Bert will be alongside the Rio pool, cheering his son on in the rematch with Phelps (the American is said to have come out of retirement specifically in an attempt to reclaim his title). But it has not been an easy last few months for the super dad or his family. In the spring, Chad’s mother Geraldine underwent a double mastectomy after a recurrence of breast cancer.
And while taking a routine medical, Bert himself discovered that he had a tumour in his prostate, which required surgery. The couple’s extraordinary determination to be in place to cheer on their son is recorded in a new documentary, directed by the former Olympian Matthew Pinsent and called, inevitably, ‘Unbelievable.’
The cameras were in the process of following the family up to Rio when the shock diagnosis was delivered. Both Geraldine and Bert tailored their surgery to ensure that they would be fit to attend the Games. But what clearly worried them was how their health fears might affect Chad. Their fear that they had inadvertently distracted their son from his preparations is etched on the couple’s faces.

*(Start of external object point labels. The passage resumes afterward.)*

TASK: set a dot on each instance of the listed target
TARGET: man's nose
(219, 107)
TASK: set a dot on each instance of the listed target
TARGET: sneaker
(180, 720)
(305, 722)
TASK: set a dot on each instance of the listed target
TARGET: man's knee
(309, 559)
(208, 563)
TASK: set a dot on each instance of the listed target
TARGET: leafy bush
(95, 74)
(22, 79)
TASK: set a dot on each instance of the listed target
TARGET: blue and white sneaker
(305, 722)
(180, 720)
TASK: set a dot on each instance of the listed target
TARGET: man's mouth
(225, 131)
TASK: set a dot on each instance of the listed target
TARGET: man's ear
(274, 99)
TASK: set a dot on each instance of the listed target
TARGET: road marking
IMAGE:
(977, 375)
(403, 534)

“It was going to be very different for him going to Rio anyway,” suggests Bert, speaking on the phone from his home in Durban ahead of his flight to Brazil. “When we went to London, nobody had heard of him. Now he is a big name, the defending champion, with the expectations of his country, maybe the whole world on his shoulders. We don’t want to add pressure on him. But then, I’m not sure it does. He is such a cool guy. His attitude to his sport, his focus: he is world class.”
And when the starting buzzer goes on Monday for the 200m butterfly final, Bert will be there, the model of the supportive father. Though he may not look the same as he did in London — he has lost 30kg (4st 10lb) through a strict dietary regime in an attempt to ensure his cancer does not spread — his enthusiasm will make him once more an immediately recognisable figure. There will be no holding back Bert le Clos.
This, after all, is the dad who stole the Games.